Testo segnalato Scrivo, se non a te, caro S, allora a chi? 

Per conoscere meglio Marilena Anzini Caccia


Chi è Marilena e cosa fa nella vita ?

Sono mamma di quattro figli avuti molto presto. Amo fare sport e la montagna è una delle mie grandi passioni, la Valle Maggia dunque è la casa giusta per me. Sento una grande e pure pressante forza espressiva che cerco di esprimere con la scrittura, la pittura, la cucina e tutto quanto unisce il pensiero all’uso delle mani per essere creato.

Come si è avvicinata alla scrittura?

Ho amato scrivere da quando sono stata capace di tenere in mano una penna. Da ragazzina inventavo storie e poi ho cominciato con le poesie. Mi piace lo stato d’animo particolare di quando riesco a dire quello che sento il più vicino possibile all’emozione del sentire.
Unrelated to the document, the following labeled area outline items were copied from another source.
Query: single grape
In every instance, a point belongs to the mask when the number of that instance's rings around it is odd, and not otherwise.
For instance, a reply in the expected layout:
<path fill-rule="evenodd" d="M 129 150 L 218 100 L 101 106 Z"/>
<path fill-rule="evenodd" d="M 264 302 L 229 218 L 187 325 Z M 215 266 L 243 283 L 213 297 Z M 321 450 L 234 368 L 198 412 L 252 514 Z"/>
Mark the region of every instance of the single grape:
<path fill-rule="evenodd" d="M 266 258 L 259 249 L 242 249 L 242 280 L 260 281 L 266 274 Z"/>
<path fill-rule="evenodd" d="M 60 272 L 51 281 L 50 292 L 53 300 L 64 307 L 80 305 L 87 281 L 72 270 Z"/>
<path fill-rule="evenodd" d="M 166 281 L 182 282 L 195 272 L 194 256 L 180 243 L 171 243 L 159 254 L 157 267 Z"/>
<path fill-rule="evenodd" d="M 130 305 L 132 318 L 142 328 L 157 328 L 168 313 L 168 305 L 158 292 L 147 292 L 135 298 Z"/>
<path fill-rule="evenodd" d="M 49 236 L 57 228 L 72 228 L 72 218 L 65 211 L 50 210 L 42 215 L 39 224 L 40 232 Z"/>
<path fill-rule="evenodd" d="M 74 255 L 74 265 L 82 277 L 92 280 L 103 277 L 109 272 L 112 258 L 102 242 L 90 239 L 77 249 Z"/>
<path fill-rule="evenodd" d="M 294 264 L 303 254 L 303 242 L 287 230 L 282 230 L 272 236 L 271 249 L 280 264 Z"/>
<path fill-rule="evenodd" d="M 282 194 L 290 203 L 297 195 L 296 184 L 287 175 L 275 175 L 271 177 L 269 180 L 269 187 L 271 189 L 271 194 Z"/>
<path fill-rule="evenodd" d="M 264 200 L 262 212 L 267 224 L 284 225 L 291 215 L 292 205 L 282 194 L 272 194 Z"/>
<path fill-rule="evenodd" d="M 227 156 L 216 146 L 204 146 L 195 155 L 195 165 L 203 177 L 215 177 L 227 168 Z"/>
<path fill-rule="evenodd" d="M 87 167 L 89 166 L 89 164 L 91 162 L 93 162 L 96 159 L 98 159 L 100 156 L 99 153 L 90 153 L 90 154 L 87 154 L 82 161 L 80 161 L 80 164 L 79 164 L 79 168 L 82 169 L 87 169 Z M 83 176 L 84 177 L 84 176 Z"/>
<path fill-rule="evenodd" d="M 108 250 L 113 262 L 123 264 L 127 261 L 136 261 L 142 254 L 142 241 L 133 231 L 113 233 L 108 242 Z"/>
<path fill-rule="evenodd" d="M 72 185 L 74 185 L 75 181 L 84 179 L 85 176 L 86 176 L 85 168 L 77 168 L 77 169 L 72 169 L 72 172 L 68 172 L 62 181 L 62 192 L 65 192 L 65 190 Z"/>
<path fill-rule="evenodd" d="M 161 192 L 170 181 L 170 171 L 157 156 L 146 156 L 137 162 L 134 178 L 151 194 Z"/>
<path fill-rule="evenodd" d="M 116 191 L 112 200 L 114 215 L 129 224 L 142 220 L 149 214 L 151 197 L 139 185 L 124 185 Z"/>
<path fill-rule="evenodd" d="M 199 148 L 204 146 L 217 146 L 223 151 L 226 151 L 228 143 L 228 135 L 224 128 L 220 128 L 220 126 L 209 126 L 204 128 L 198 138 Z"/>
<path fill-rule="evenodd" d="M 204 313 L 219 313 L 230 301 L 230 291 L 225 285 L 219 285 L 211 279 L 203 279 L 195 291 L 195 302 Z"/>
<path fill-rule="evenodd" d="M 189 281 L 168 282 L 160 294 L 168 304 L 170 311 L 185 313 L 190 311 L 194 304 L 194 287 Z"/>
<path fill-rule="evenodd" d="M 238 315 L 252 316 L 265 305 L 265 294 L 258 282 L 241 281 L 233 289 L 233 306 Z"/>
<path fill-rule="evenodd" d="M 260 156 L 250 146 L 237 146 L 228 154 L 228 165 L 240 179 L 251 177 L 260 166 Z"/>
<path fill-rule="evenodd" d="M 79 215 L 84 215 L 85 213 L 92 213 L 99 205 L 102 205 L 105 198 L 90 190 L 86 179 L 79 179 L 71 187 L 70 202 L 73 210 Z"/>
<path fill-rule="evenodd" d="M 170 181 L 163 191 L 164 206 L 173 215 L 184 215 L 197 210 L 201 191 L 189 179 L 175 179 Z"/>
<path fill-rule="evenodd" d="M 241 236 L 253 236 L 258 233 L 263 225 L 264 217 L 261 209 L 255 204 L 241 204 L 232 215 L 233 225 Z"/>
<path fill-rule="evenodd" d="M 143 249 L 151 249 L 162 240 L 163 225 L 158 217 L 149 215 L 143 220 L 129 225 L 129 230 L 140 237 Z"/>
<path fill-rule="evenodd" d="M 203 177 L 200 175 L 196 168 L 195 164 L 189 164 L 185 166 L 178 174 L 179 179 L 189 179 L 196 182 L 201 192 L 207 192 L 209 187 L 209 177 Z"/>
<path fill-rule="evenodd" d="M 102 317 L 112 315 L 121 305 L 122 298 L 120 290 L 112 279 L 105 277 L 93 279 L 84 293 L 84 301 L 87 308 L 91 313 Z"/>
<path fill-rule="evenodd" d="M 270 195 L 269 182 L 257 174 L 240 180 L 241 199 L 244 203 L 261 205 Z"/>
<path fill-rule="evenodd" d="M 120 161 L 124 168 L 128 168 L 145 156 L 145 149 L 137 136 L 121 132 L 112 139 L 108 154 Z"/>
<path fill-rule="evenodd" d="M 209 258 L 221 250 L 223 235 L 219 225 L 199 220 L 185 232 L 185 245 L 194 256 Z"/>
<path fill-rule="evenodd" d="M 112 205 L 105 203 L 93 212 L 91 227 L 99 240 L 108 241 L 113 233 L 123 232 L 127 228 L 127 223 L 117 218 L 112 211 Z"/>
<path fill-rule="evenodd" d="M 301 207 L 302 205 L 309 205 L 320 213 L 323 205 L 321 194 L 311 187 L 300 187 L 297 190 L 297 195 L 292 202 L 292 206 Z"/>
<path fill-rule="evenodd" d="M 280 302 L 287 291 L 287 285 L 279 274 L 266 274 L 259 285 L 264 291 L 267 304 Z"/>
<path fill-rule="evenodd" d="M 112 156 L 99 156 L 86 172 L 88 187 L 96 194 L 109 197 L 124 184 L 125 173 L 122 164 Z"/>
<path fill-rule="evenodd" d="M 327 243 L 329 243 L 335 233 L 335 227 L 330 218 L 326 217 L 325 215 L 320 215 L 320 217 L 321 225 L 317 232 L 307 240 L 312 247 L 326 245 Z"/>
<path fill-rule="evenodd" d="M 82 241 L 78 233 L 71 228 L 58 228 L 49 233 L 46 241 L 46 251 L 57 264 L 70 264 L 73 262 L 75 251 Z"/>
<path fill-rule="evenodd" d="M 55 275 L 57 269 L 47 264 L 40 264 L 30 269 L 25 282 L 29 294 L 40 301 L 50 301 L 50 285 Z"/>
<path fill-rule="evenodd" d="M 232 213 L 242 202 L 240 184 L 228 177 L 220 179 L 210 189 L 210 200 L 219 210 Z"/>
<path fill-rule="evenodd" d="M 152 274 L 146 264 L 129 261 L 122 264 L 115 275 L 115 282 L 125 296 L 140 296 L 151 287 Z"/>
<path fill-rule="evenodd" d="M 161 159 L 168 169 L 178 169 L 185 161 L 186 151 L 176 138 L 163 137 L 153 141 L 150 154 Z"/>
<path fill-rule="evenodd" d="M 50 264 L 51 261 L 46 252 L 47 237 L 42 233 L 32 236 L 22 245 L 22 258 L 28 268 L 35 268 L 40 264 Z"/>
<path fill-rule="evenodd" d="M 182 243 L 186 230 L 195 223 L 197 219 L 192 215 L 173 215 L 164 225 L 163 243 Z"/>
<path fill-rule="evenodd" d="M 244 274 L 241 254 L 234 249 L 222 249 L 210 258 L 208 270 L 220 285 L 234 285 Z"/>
Ha già partecipato ad altri concorsi?

Ho partecipato più volte al concorso indetto dal Festival dei Festival dedicato alla montagna e ho ottenuto premi e riconoscimenti. Anche il giornale Azione ha pubblicato un mio scritto. Scrivo molto, ma tante cose rimangono lì a metà. Lo stimolo del concorso mi serve per trovare la disciplina necessaria per portare a termine un’idea, un racconto..

Scrivo, se non a te, caro S., allora a chi?: un racconto nel quale potrebbero specchiarsi altre donne accomunate dalla solitudine, dal crescere i figli da sole… un parlare allo specchio di sé stesse. Ma scriverne? Lei, come ha maturato la decisione di scrivere in chiave autobiografica?

Scrivere, per me, è questo: emozioni. Vere perché possibili. Decidere che altri possano leggerle non è stato facile perché mi sono già trovata di fronte a commenti inadeguati e gratuiti. Ma non è importante se scrivo di me oppure no, se è tutto vero o soltanto in parte. Questo ha un valore e conta per me. Per chi legge, ciò che vale è se riesco a dare emozioni, a trasmettere pensieri, a stimolare sensibilità.

Come ha accolto il verdetto della giuria del Premio Dialogare?

Quando ho spedito il mio scritto ero abbastanza soddisfatta e questo è ciò che più conta per me. Però quando ho avuto la notizia mi ha fatto molto piacere perché voleva dire che altri, oltre alle mie prime lettrici, le mie figlie, hanno apprezzato il mio lavoro.

Quindi, un incentivo a continuare a scrivere … se non a S. a chi?

C’è sempre qualcuno a cui scrivere. A cominciare da me stessa. Molte volte scrivo per me, per dirmi “Cara mia sei qui. Qualcosina l’hai imparata e molto ti resta ancora da fare!” Trovo coraggio nello scrivere: scrivere è più di pensare. È una forma, un colore, un simbolo che dà peso al pensiero. Sì, sicuramente un incentivo.